Are you truly happy?

Last night a television show caught my eye – a talk show discussing “The Fat Debate”. What I witnessed was enough to write several articles – a LOT of drama and sensationalism. I am going to focus on one thing that has weighed heavily on my heart.

I didn’t post yesterday because what I initially wanted to say would have come across incredibly mean-spirited. I have spent a lot of time thinking about this and even talked about it with a couple of close friends. Even now, I don’t have the answers; at least I don’t have answers for anyone except for me.

I don’t want to spend time reviewing the show’s topic, nor the merits of either side’s arguments. I want to point out something that I find incredibly sad.

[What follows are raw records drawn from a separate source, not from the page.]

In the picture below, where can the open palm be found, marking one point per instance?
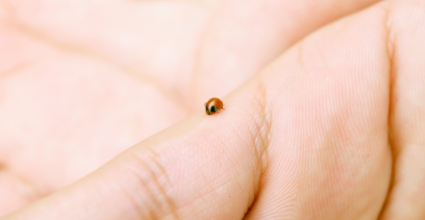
(306, 138)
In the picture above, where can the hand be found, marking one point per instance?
(328, 126)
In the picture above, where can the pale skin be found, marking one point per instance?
(324, 116)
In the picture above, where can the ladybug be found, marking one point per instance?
(213, 106)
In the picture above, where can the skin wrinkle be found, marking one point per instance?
(263, 135)
(391, 48)
(260, 136)
(169, 205)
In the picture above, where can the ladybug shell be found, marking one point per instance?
(213, 106)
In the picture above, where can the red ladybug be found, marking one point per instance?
(213, 106)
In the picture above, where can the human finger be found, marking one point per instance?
(243, 36)
(407, 115)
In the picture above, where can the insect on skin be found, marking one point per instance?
(213, 106)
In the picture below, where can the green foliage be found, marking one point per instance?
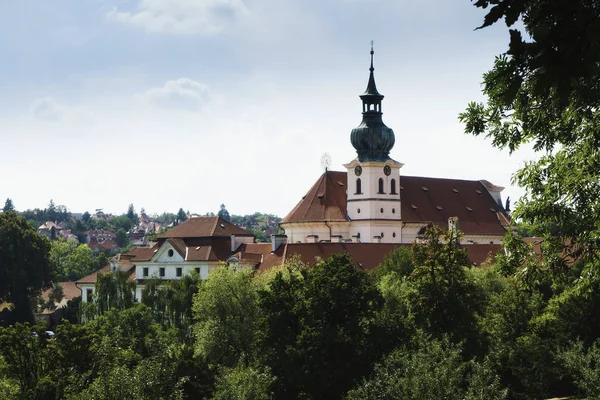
(181, 216)
(25, 267)
(122, 222)
(122, 238)
(319, 331)
(434, 370)
(261, 225)
(8, 206)
(223, 213)
(72, 261)
(544, 91)
(584, 365)
(171, 302)
(131, 214)
(226, 312)
(244, 383)
(398, 262)
(441, 297)
(8, 386)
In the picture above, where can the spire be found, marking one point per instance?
(371, 87)
(372, 139)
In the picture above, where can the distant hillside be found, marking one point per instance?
(262, 225)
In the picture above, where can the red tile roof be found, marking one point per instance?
(70, 291)
(197, 227)
(325, 201)
(369, 255)
(478, 214)
(424, 200)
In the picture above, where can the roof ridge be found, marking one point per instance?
(212, 232)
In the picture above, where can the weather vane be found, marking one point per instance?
(325, 161)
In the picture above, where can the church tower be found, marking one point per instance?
(373, 199)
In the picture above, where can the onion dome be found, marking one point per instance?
(372, 139)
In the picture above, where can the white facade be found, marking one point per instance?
(373, 201)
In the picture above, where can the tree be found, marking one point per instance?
(8, 206)
(544, 91)
(226, 312)
(132, 215)
(440, 296)
(322, 320)
(51, 212)
(25, 267)
(72, 261)
(434, 370)
(122, 222)
(122, 238)
(181, 215)
(223, 213)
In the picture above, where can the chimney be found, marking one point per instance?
(276, 241)
(453, 224)
(312, 239)
(337, 238)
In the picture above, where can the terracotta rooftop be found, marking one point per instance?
(325, 201)
(369, 255)
(424, 200)
(204, 227)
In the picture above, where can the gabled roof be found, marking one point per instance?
(436, 199)
(325, 201)
(123, 266)
(365, 255)
(197, 227)
(424, 200)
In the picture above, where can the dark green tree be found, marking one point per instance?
(319, 334)
(133, 217)
(122, 238)
(8, 206)
(223, 213)
(181, 216)
(25, 267)
(440, 296)
(544, 91)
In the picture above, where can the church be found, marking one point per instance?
(366, 211)
(371, 202)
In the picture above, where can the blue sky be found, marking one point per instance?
(194, 103)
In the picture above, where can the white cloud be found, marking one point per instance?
(47, 109)
(183, 17)
(181, 94)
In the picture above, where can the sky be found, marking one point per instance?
(193, 103)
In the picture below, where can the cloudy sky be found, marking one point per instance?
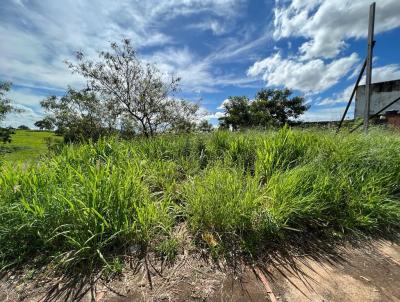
(220, 48)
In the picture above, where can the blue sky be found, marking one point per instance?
(220, 48)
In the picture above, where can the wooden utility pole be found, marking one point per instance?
(369, 66)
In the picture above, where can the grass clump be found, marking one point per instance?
(88, 205)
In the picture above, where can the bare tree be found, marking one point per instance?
(131, 88)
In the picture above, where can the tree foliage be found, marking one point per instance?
(23, 127)
(205, 126)
(46, 123)
(79, 115)
(5, 103)
(271, 107)
(5, 108)
(131, 89)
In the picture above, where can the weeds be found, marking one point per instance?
(87, 205)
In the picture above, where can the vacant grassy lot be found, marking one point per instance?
(94, 203)
(26, 145)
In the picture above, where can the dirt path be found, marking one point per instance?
(367, 273)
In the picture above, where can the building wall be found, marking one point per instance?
(394, 121)
(381, 94)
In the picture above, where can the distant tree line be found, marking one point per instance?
(124, 95)
(5, 108)
(270, 108)
(128, 97)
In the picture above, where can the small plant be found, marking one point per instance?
(79, 207)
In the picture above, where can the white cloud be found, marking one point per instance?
(328, 24)
(379, 74)
(309, 77)
(197, 74)
(221, 107)
(27, 100)
(37, 36)
(337, 98)
(216, 27)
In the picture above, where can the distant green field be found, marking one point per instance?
(26, 145)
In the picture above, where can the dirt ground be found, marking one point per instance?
(367, 272)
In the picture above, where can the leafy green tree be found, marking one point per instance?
(271, 107)
(5, 108)
(205, 126)
(23, 127)
(130, 88)
(237, 113)
(79, 115)
(46, 123)
(276, 107)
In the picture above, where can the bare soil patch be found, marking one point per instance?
(368, 272)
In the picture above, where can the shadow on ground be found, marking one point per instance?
(301, 269)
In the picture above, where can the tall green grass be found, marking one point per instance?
(91, 203)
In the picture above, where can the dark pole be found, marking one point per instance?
(352, 95)
(369, 66)
(376, 114)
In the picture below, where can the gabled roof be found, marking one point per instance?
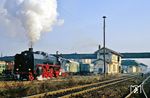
(108, 50)
(79, 56)
(129, 63)
(143, 65)
(7, 58)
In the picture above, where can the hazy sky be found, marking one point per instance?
(127, 28)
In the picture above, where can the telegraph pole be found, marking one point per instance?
(104, 45)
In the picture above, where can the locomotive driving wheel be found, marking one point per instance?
(31, 77)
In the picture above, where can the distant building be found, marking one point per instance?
(2, 66)
(132, 66)
(112, 61)
(85, 61)
(143, 67)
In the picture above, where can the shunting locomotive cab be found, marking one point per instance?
(31, 65)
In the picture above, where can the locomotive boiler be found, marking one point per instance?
(36, 65)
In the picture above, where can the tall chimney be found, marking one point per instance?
(31, 49)
(99, 47)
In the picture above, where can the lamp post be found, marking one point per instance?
(104, 45)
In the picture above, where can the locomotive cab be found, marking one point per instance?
(30, 65)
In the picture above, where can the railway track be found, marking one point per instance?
(79, 90)
(142, 88)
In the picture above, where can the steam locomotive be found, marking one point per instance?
(36, 65)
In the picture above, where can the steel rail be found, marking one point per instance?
(77, 88)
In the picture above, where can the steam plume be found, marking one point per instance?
(34, 16)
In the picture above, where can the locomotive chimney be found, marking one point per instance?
(31, 49)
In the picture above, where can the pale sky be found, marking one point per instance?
(127, 28)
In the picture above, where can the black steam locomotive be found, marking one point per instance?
(29, 65)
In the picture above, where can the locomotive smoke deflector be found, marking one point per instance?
(31, 49)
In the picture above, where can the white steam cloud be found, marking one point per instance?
(33, 16)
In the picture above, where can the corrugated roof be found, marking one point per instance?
(129, 62)
(79, 56)
(112, 51)
(7, 58)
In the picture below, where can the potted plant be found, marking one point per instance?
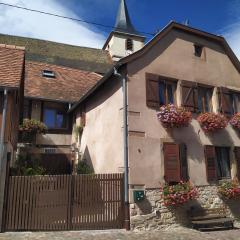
(211, 122)
(179, 194)
(174, 117)
(229, 189)
(235, 121)
(30, 128)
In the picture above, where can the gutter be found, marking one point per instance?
(2, 162)
(125, 150)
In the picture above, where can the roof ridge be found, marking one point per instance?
(12, 47)
(38, 39)
(62, 67)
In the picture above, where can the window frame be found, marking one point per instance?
(218, 163)
(56, 112)
(204, 94)
(166, 82)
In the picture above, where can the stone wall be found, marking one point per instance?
(152, 214)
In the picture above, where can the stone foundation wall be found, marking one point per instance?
(152, 214)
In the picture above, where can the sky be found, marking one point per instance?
(221, 17)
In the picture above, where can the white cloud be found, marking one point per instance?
(29, 24)
(232, 35)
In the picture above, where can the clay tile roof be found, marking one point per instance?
(83, 58)
(68, 85)
(11, 66)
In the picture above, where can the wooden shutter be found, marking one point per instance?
(83, 118)
(237, 157)
(225, 101)
(210, 157)
(152, 91)
(171, 162)
(183, 162)
(189, 95)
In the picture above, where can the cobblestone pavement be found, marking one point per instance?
(169, 234)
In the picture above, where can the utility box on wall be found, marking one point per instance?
(138, 195)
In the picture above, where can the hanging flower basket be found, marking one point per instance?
(30, 128)
(175, 195)
(230, 190)
(235, 121)
(174, 117)
(211, 122)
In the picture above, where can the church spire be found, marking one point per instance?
(123, 22)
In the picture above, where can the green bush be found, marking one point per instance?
(27, 166)
(84, 168)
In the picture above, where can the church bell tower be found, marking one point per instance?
(124, 39)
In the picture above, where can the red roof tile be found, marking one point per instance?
(11, 65)
(68, 85)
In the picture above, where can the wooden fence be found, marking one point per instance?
(65, 202)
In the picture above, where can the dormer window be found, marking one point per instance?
(129, 44)
(48, 74)
(198, 50)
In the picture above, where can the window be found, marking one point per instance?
(129, 44)
(54, 118)
(198, 49)
(166, 92)
(196, 97)
(204, 99)
(223, 162)
(217, 163)
(48, 74)
(229, 101)
(175, 162)
(160, 90)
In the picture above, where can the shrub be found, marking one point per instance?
(84, 168)
(26, 165)
(171, 116)
(211, 122)
(229, 189)
(235, 121)
(181, 193)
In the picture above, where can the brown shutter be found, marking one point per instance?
(237, 157)
(183, 162)
(189, 95)
(225, 101)
(171, 162)
(210, 157)
(152, 91)
(83, 118)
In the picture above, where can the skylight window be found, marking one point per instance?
(48, 74)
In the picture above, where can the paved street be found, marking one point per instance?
(169, 234)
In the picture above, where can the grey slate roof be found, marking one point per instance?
(83, 58)
(123, 21)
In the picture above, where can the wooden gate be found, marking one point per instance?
(65, 202)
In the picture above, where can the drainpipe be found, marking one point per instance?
(125, 150)
(2, 160)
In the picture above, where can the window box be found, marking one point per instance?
(211, 122)
(179, 194)
(174, 117)
(235, 121)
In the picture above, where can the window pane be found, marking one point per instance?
(49, 118)
(223, 162)
(60, 120)
(161, 93)
(170, 93)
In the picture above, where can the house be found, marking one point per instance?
(56, 75)
(11, 99)
(181, 65)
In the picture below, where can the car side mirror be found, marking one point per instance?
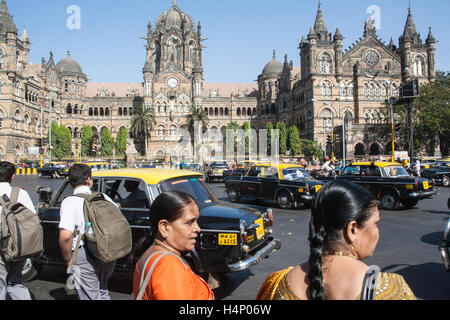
(45, 194)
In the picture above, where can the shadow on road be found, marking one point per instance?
(230, 282)
(428, 281)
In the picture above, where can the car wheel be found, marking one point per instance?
(445, 181)
(233, 194)
(389, 201)
(284, 200)
(408, 204)
(30, 270)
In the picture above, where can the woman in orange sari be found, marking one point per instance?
(343, 232)
(161, 273)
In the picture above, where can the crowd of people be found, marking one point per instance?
(343, 232)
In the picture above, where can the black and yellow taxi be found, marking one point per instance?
(215, 170)
(232, 238)
(54, 169)
(287, 184)
(389, 182)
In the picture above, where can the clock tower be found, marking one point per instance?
(173, 75)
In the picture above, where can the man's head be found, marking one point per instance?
(7, 170)
(79, 174)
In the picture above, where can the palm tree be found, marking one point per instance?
(198, 117)
(142, 122)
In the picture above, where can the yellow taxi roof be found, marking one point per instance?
(94, 163)
(377, 163)
(149, 175)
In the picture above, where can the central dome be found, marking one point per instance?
(68, 65)
(174, 18)
(273, 68)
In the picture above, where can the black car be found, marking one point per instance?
(389, 182)
(215, 171)
(53, 169)
(440, 172)
(287, 184)
(232, 238)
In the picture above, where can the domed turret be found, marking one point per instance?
(174, 18)
(69, 66)
(273, 69)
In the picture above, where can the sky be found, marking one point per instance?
(241, 34)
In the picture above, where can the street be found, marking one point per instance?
(408, 245)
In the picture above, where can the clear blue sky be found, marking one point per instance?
(241, 33)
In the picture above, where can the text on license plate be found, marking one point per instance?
(260, 232)
(227, 239)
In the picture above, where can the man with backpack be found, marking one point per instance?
(91, 271)
(11, 265)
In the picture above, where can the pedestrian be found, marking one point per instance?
(343, 232)
(161, 273)
(11, 272)
(90, 275)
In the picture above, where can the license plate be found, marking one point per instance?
(227, 239)
(260, 232)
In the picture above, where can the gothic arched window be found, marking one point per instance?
(325, 63)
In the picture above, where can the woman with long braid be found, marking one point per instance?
(343, 232)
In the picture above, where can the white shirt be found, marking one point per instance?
(72, 215)
(24, 197)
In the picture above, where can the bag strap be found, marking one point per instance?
(370, 283)
(14, 194)
(144, 282)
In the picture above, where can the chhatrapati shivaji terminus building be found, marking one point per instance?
(331, 84)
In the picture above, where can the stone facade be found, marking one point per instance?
(330, 84)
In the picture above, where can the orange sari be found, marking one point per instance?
(172, 280)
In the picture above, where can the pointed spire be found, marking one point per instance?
(6, 20)
(431, 38)
(410, 27)
(319, 25)
(338, 35)
(24, 36)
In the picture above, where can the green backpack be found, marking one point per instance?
(22, 235)
(112, 233)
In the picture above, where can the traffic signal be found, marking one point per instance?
(410, 90)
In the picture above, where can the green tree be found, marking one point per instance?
(107, 143)
(87, 139)
(269, 128)
(432, 114)
(121, 142)
(61, 141)
(294, 140)
(198, 117)
(311, 149)
(281, 126)
(247, 137)
(142, 122)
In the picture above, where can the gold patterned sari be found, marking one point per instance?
(390, 286)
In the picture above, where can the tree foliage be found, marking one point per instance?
(107, 143)
(281, 126)
(121, 142)
(61, 141)
(295, 146)
(87, 139)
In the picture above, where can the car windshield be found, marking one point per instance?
(443, 163)
(294, 173)
(194, 187)
(395, 171)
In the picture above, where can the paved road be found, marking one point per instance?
(408, 245)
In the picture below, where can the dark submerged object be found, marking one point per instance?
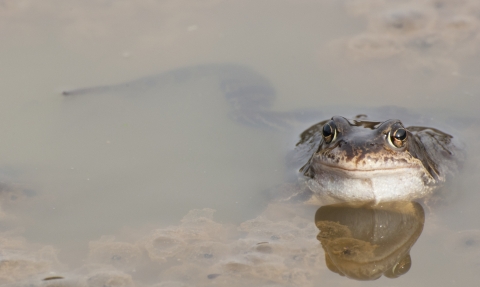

There were several women that were very obese who stood up and proclaimed to the world that they were perfectly content with their bodies. These ladies said that they were satisfied with where they were physically. One went as far as saying that she had never had any physical challenges because of her weight.

My initial response? Liar. (Told you it was brutal.) Still today, I find it hard to believe those people are being honest with themselves.

I have struggled with this all day today. I ask forgiveness in advance from anyone that I offend.

I’ve asked several people their thoughts and have had answers all across the board. But one comment seemed to get to the heart of the matter: “Ask any one of those women what they would choose if I could snap my fingers and immediately make them a healthy size 12.” The number is not significant. It is the fact that almost anyone would choose a smaller, healthier size – IF they could have it immediately, without any effort.

I suspect that we tell ourselves we are satisfied or content with our bodies as a coping mechanism. It is VERY HARD to change a lifestyle, especially one that has been around for years – especially in a society that is all about the immediate and the short term. I am not pointing any finger, except to myself.

I had allowed myself to get to the point where I was having heart palpitations – to the point of having several thousands of dollars on heart tests. My asthma was getting worse. Both my blood pressure and cholesterol were at levels that required daily medication. Walking up a flight of stairs left me completely winded. I couldn’t play outside with my kids because I had zero energy. I know, although no one would admit it to my face, people thought of me as lazy. My intelligence, determination, and work ethic were discounted because of my physical appearance. How on earth could I, could anyone, be happy with that?

Yet I convinced myself that I was. I think it was because I convinced myself that nothing could be done. So seriously, if nothing was going to change, I might as well find a way to be content in my circumstance. THAT, my friends, is NOT being happy. It is settling and it is selling yourself short.

I deserve better. We ALL deserve better.